SÃO PAULO. Uma molécula capaz de fulminar bactérias e que possui elevado poder alvejante – utilizada industrialmente para branquear madeira – tem ganhado fãs entre familiares de pessoas com autismo. Mas não por suas comprovadas capacidades, e, sim, por uma suposta característica de combater os sintomas do transtorno.
Conhecido em fóruns, redes sociais e em vídeos na internet como MMS (sigla em inglês para solução mineral milagrosa), o dióxido de cloro (ClO2) foi alçado à categoria de panaceia em 2006 por Jim Humble, que afirma ser um alienígena da galáxia de Andrômeda e que fundou a Genesis 2 – Igreja de Saúde e Cura (em tradução livre). Segundo seu site, Humble teria aprendido sobre os supostos poderes curativos do dióxido de cloro em 1996, durante viagem à América do Sul, onde buscava ouro.
Uma apresentação da substância (na forma de solução) é considerada um dos pilares sagrados de sua igreja – usada para tratar, além do autismo, resfriado, câncer, malária, HIV/Aids, Alzheimer etc.
Alguns dos problemas causados pelo contato excessivo e/ou crônico com dióxido de cloro são irritação e lesão de mucosas, desidratação, náuseas, enjoos e prostração. Entusiastas afirmam que esses sinais de intoxicação, são, na verdade, indícios de que o tratamento está funcionando.
É possível adquirir pela internet kits para fabricar a solução de ClO2 em casa. Mas o número de casos que deram errado tem crescido, segundo a advogada Adriana Monteiro da Silva, que coordena a Comissão de Defesa dos Direitos da Pessoa Autista da OAB-DF e que tem coletado depoimentos.
“Algumas pessoas perdem parte do intestino, há corrosão de órgãos internos e até óbitos, os quais não podemos relacionar diretamente ao tratamento. É uma alternativa que envolve desespero”, diz. Em hospitalizações decorrentes das aplicações, dificilmente a família relata aos médicos o uso do dióxido de cloro, conta a advogada.

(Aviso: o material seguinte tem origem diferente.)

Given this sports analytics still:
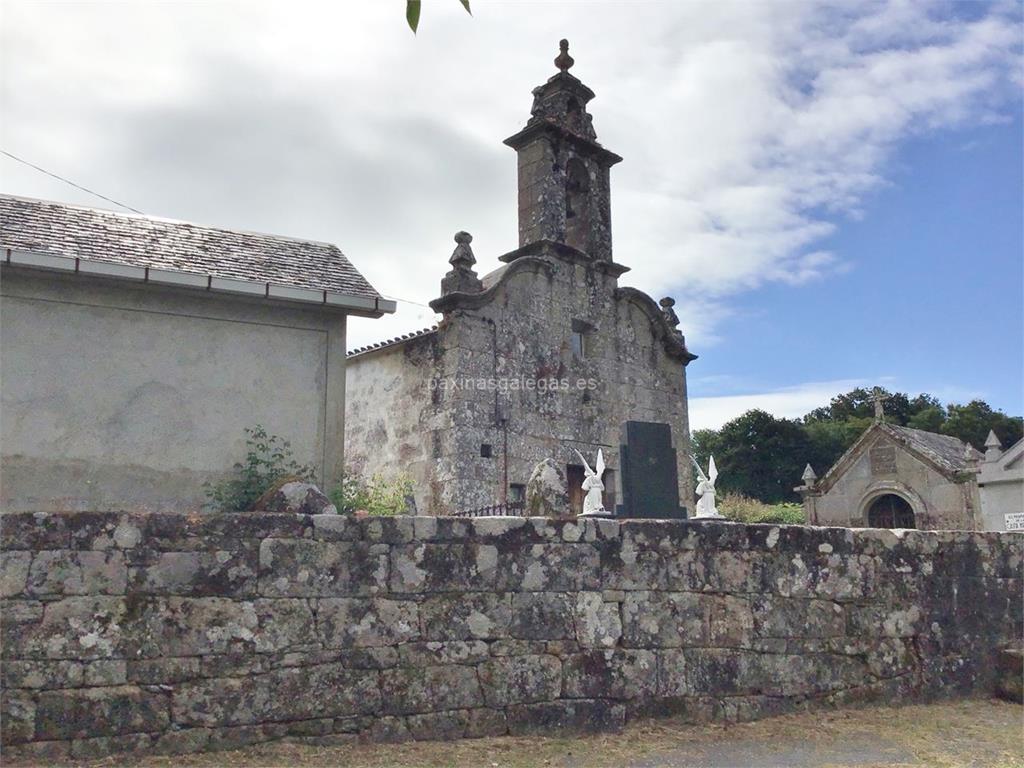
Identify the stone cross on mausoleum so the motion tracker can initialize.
[871,387,891,423]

O estudante Lucas (nome fictício) conta que os pais tratam seu irmão, que sofre de uma forma severa de autismo, com solução de ClO2 desde o último mês de dezembro. Ele diz que o tratamento é baseado nas fases da Lua e que o irmão está ficando muito magro. O protocolo deve se estender por meses.
Uma das evidências de que a droga estaria funcionando seriam fragmentos de mucosa intestinal expelidos após os sucessivos enemas (injeção de líquido pela via retal). Os defensores da MMS afirmam que esses pedaços de intestino são vermes desconhecidos (ou ocultados) causadores dos sintomas do autismo. Não há qualquer comprovação de que isso procede.
Dificilmente haverá uma terapia para todos os casos, diz o professor da Universidade da Califórnia em San Diego Alysson Muotri. “Existem vários quadros que se encaixam no que chamamos de autismo. O futuro está pendendo para uma estratificação genética ligada a essa heterogeneidade”, diz. Hoje há tratamentos focados em terapias comportamentais e físicas.
Professor da USP compara molécula à ‘pílula do câncer’
São Paulo. O professor de psiquiatria da criança da Universidade de São Paulo (USP) Guilherme Polanczyk alerta que “algumas pessoas exploram a vulnerabilidade dos pacientes e de suas famílias”.
Segundo ele, há um paralelo entre o caso do ClO2 e o da fosfoetanolamina, a “pílula do câncer” – as duas moléculas ganharam adeptos mesmo sem apresentar evidências científicas de que tratam doenças.
Mesmo se fosse algo inócuo, ainda haveria problemas, diz a psiquiatra Rosa Horita. “Esses tratamentos drenam recursos das famílias que poderiam ser direcionados para aqueles com eficácia comprovada”, afirma.
Outro aspecto, mascarado pelo viés de observação, é o desenvolvimento da criança autista, algo que independe de qualquer tratamento – e que é acelerado com as terapias corretas.
Saiba mais
A ONU, que estabeleceu 2 de abril como Dia Mundial de Conscientização do Autismo, afirma haver cerca de 70 milhões de autistas no mundo.
No Brasil, não há estatísticas oficiais, mas se estima que 2 milhões de pessoas estejam no espectro autista.
Assim como cada criança autista é única, as causas que levam a essa desordem neurológica também são únicas, podendo haver uma ou várias associações.